DEVICE = torch.device("cuda") if torch.cuda.is_available() else torch.device("cpu")
model = AutoModelForCausalLM.from_pretrained("gpt2").to(DEVICE)
tokenizer = AutoTokenizer.from_pretrained("gpt2")

tokenizer.pad_token = tokenizer.eos_token
model.config.pad_token_id = tokenizer.pad_token_id


def generate_response(input_ids, attention_mask, max_new_tokens=16):
    with torch.no_grad():
        generation_output = model.generate(
            input_ids=torch.tensor([input_ids]).to(DEVICE),
            attention_mask=torch.tensor([attention_mask]).to(DEVICE),
            output_scores=True,
            return_dict_in_generate=True,
            do_sample=True,
            top_p=1,
            num_return_sequences=1,
            max_new_tokens=max_new_tokens,
        )

    return generation_output

prompt = "i love eating pepperoni pizza because"
tokenized_input = tokenizer(prompt)

input_ids = tokenized_input["input_ids"]
attention_mask = tokenized_input["attention_mask"]

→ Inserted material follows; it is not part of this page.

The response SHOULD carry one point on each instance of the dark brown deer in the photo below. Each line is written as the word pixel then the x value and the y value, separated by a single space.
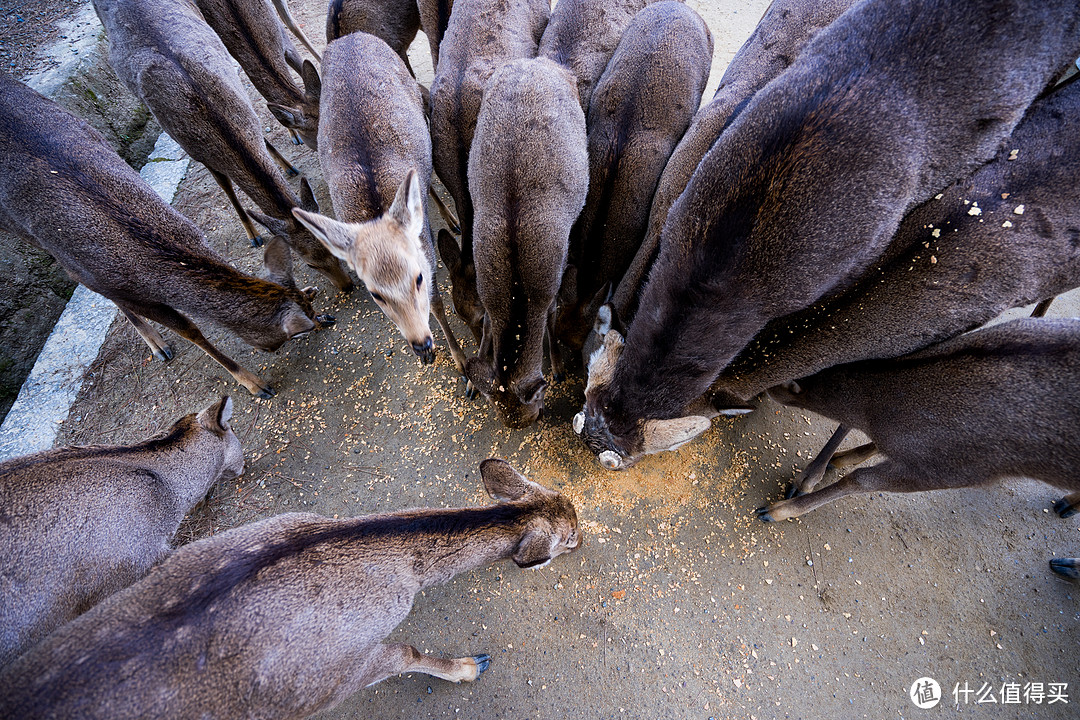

# METHOD 1: generating 16 tokens at once
output1 = generate_response(
    input_ids=input_ids,
    attention_mask=attention_mask,
    max_new_tokens=16,
)

token_ids1 = output1.sequences[0][len(input_ids):]
logits1 = np.array([output1.scores[i][0][token_id].detach().cpu().numpy() for i, token_id in enumerate(token_ids1)])

print(token_ids1)
print(logits1)

# tensor([  329,   262,   749,   636,   340,   338,  1365,   621,  1642,   257,
#         20698,    13,  1649,   314,   373,  3957], device='cuda:0')
# [-104.20506  -100.19312  -102.920456 -128.92113   -81.56552   -98.53663
#  -117.57404  -101.84916  -105.955185  -92.83515  -109.136475 -114.38927
#  -149.21672   -91.5892   -157.68016  -135.1889  ]


# METHOD 2: generating token after token
token_ids2 = list()
logits2 = list()
for i in range(16):
    temp_output = generate_response(
        input_ids=input_ids,
        attention_mask=attention_mask,
        max_new_tokens=1,
    )

    new_token = temp_output.sequences[0][-1].detach().cpu().numpy().item()
    new_logit = temp_output.scores[0][0][new_token].detach().cpu().numpy()

    input_ids.append(new_token)
    attention_mask.append(1)

    token_ids2.append(new_token)
    logits2.append(new_logit.item())

print(token_ids2)
print(logits2)

# [673, 338, 1016, 284, 923, 6600, 13385, 14651, 477, 607, 1204, 11, 475, 428, 614, 30]
# [-101.92338562011719, -131.71400451660156, -123.15164947509766, -76.13870239257812, -134.41748046875, 
#  -119.96012115478516, -101.49273681640625, -64.4681396484375, -105.8199691772461, -82.54948425292969, 
#  -78.48075866699219, -85.4245376586914, -109.86181640625, -131.30165100097656, -92.7171630859375, -98.04169464111328]

I’d greatly appreciate any insights or explanations regarding this discrepancy. Am I misunderstanding something fundamental about the generation process, or could there be some nuances at play here that I haven’t considered?

Looking forward to your thoughts and suggestions!

Hi! You have to disable sampling to get exactly same results, in other words the generation should return the token id with maximum probability.

1 Like

I once met similar problems as @guanqun-yang, thank you for providing the MWE!

@RaushanTurganbay Can you elaborate why the sampling has to be disabled? Is this related to the seed: ‘np.random.randn(16)’ is not same as ‘np.random.randn()’ for 16 times?

@MrRobot Sampling means that the next token is sampled from logits distribution, instead of getting the one with maximum probability. For example the below script will print different tokens every time we sample.

dummy_logits_normalized = torch.randn(10, 100).softmax(axis=-1)
for _ in range(10):
    sampled_tokens = torch.multinomial(dummy_logits_normalized, num_samples=1)
    print(sampled_tokens)

Some dicsussion on the torch.multinomial can be found here

1 Like

This topic was automatically closed 12 hours after the last reply. New replies are no longer allowed.